The matters are REMANDED for the following actions:
1. Schedule the Veteran for a VA sinusitis examination to determine the current severity of the service-connected chronic sinusitis. The claims file should be reviewed by the examiner. All necessary tests should be performed, and the results reported. All symptomatology associated with the sinusitis should be reported.
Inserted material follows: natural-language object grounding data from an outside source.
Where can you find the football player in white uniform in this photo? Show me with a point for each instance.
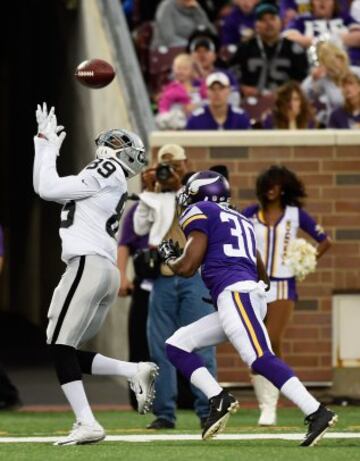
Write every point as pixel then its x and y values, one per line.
pixel 92 202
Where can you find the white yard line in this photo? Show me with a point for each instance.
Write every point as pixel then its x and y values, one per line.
pixel 177 437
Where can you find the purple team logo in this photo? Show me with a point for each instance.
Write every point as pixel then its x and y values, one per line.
pixel 203 187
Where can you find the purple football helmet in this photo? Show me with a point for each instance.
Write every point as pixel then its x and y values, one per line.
pixel 205 186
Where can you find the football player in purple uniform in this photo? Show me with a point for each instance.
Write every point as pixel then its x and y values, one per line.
pixel 222 242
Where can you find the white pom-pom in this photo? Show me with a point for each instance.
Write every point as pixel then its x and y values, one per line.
pixel 301 257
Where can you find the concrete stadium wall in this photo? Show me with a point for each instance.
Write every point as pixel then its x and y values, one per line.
pixel 329 164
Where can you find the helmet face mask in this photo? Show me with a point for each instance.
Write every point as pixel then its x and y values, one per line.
pixel 126 147
pixel 202 187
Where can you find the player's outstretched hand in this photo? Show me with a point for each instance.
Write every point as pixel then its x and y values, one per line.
pixel 48 127
pixel 168 249
pixel 42 116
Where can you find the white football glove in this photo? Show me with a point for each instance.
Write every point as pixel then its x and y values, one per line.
pixel 42 115
pixel 48 127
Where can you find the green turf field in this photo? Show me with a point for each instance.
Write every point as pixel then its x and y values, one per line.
pixel 129 423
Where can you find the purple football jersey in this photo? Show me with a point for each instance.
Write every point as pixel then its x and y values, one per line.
pixel 202 119
pixel 311 26
pixel 1 242
pixel 301 6
pixel 237 27
pixel 231 252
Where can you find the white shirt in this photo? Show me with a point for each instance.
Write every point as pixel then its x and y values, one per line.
pixel 273 241
pixel 93 202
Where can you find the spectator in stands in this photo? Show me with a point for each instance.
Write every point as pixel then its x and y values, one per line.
pixel 218 114
pixel 203 47
pixel 214 9
pixel 268 60
pixel 355 10
pixel 322 86
pixel 291 109
pixel 238 26
pixel 290 9
pixel 326 20
pixel 180 97
pixel 176 20
pixel 348 116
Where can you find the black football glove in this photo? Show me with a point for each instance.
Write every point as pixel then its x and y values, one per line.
pixel 168 249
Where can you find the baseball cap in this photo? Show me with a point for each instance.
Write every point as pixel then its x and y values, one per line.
pixel 176 151
pixel 263 8
pixel 217 77
pixel 202 41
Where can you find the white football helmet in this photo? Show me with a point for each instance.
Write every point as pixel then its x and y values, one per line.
pixel 123 145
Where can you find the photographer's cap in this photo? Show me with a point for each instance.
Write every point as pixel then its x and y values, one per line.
pixel 217 77
pixel 176 152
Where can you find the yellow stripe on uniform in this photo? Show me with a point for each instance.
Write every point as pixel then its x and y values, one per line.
pixel 250 328
pixel 193 218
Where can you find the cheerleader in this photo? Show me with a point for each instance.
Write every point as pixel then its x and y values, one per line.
pixel 277 219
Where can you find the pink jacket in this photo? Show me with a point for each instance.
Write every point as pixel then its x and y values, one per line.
pixel 173 93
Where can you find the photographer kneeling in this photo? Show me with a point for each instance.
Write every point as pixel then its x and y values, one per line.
pixel 174 301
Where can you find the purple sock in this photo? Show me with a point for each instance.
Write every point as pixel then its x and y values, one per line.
pixel 185 362
pixel 273 369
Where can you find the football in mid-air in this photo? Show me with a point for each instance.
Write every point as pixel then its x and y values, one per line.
pixel 95 73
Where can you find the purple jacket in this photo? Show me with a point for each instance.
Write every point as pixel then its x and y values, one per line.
pixel 202 119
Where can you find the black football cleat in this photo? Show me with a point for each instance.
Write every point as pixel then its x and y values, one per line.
pixel 221 406
pixel 319 422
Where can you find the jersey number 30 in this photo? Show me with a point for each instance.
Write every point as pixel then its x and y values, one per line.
pixel 244 233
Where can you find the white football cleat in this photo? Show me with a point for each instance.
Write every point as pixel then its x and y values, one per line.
pixel 143 384
pixel 83 433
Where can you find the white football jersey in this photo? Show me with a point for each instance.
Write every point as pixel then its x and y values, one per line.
pixel 91 225
pixel 93 202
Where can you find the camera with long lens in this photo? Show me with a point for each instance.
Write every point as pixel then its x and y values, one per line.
pixel 163 172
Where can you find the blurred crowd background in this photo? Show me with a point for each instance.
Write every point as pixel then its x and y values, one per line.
pixel 288 64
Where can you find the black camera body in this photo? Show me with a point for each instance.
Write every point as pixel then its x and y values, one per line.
pixel 163 172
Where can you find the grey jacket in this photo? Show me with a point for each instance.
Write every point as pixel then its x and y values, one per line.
pixel 174 24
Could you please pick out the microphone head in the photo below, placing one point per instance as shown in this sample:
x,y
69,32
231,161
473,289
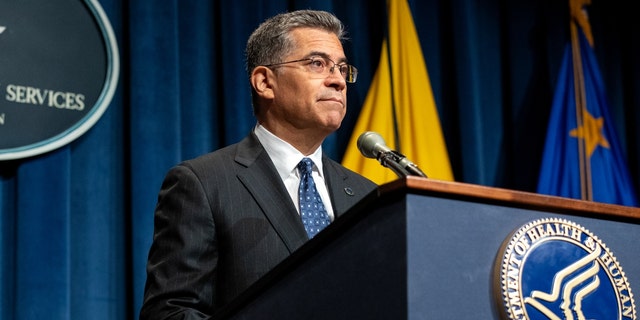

2. Schedule the Veteran for a VA skin conditions examination to determine the current severity of the service-connected pseudofolliculitis barbae, to include bilateral feet, nails dermatophytosis onychomycosis, and eczema. The claims file should be reviewed by the examiner. All necessary tests should be performed, and the results reported. All symptomatology associated with the pseudofolliculitis barbae, to include bilateral feet, nails dermatophytosis onychomycosis, and eczema should be reported.
B. G. LeMoine
Acting Veterans Law Judge
Board of Veterans' Appeals
Attorney for the Board S. Medina, Associate Counsel
The Board's decision in this case is binding only with respect to the instant matter decided. This decision is not precedential and does not establish VA policies or interpretations of general applicability. 38 C.F.R. § 20.1303.